Kusadasi is one of Turkey's top tourist spots - gorgeous beaches, plenty of ruins and great hotels. It's beloved by young people for its many bars and clubs - and restaurants. Here's our guide to the the strange breeds of waiters you may well meet during your time in Kusadasi:
This guy’s always late to work, blaming it on a faulty alarm/sick grandmother. He yawns his way through his shift, functioning thanks to the strong Turkish coffee coursing through his veins. He’ll tell his customers he’s been up studying but really he’s been drinking raki in some of the area’s less salubrious bars with his even less salubrious friends.
Watch out for: dark circles under eyes, unshaven, a permanent slump, coffee stains on his wrinkled shirt.
Favourite phrase: “Double espresso, quick.”
Bounces from table to table, his pockets jangling with tips. He charms old ladies and does magic tricks for the kids. He’s always ten minutes early for his shift and looks bright-eyed and bushy tailed every day. He’s studying for a Diploma in Customer Relations. Hated by Grumpy and Sleepy.
Watch out for: starched shirt, bright eyes, pen and ready smile always at hand.
Favourite phrase: "Can I get you anything? Anything at all?"
Hates his job. Hates his workmates. Refers to customers as ‘vermin’. This guy hates everyone, especially Happy. Can be heard grumbling about being overworked and underpaid. Don’t ever complain to Grumpy about your meal – he’ll snarl at you and spit in your food.
Watch out for: Permanent scowl, clenched jaw, always muttering under his breath.
Favourite phrase: “This place is a %$£&ing dump!”
Lurches from table to table, wobbling plates as he goes. He is famous among his workmates for the Great Plate Crash of 07. The boss wants to fire him but he’s such a nice guy, and besides, he keeps customers coming back in hopes of a crashing good evening.
Watch out for: Food and drink stains on his clothes, anxious expression.
Favourite phrase: “Oops!”
Fears speaking to people almost as much as he fears being spoken to. He’s not cut out for the job but he needs to save up for assertiveness training. The best way to approach Bashful is to speak quietly and never, ever meet his eye or you’ll reduce him to a quivering wreck who’ll weep into your soup.

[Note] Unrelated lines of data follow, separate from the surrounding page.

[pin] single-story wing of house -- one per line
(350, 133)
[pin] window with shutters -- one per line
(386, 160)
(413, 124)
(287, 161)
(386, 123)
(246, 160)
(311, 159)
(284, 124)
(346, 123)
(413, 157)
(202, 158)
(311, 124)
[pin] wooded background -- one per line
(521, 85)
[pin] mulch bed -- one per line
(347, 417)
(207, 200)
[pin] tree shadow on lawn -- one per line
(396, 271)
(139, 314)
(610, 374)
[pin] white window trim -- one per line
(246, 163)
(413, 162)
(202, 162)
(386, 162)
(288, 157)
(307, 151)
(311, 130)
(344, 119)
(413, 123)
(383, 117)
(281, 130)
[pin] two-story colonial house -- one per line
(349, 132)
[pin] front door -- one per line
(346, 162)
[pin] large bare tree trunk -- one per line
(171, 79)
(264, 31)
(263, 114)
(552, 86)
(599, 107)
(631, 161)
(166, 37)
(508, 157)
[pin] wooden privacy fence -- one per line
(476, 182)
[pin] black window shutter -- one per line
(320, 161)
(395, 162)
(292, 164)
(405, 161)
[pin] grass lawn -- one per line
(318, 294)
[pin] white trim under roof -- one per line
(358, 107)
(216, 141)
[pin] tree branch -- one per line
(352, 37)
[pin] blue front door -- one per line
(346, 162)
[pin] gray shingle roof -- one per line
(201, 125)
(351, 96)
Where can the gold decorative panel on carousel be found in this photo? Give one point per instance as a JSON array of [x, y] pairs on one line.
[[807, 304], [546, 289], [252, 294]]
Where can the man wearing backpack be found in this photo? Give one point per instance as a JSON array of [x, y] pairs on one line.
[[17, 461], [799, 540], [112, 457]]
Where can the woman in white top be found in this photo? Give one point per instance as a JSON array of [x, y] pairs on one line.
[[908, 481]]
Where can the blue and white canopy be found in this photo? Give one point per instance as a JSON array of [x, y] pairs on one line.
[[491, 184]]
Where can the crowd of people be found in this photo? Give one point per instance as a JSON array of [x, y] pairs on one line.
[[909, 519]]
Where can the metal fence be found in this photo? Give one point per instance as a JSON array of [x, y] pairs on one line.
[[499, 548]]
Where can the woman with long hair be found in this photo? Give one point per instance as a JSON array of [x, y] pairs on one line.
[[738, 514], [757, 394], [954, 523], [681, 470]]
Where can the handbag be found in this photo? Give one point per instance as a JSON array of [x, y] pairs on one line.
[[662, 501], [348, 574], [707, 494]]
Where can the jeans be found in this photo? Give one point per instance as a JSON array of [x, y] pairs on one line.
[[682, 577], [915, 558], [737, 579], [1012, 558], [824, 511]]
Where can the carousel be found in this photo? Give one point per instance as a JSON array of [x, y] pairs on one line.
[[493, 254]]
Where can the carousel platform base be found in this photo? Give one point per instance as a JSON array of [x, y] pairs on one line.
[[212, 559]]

Watch out for: Downcast eyes, slouch, cap pulled down low over his face – when the boss isn’t around.
Favourite phrase? No one has ever heard him speak.
Constantly ill – well, he thinks he is. Regales his customers with tales of appendectomies, kidney stones, heartburn and bipolar disorder. Regulars tend to avoid Sneezy’s section; one cough and he’s diagnosed them with double whooping cough.
Watch out for: A worn copy of The Do It Yourself Book of Diagnostics, tissues, red eyes and enough pills to embarrass a drug dealer.
Favourite phrase: “It’s probably fatal.”
Lock up your daughters – this guy’s a slippery character. Bad chat-up lines, bedroom eyes and litres of cologne, he’s out to score and he’ll stop at nothing. Ladies titter at his practiced patter and men roll their eyes.
Watch out for: Little black book, comb, tight shirt, lube.
Favourite phrase: “You have the most beautiful eyes I’ve ever seen.”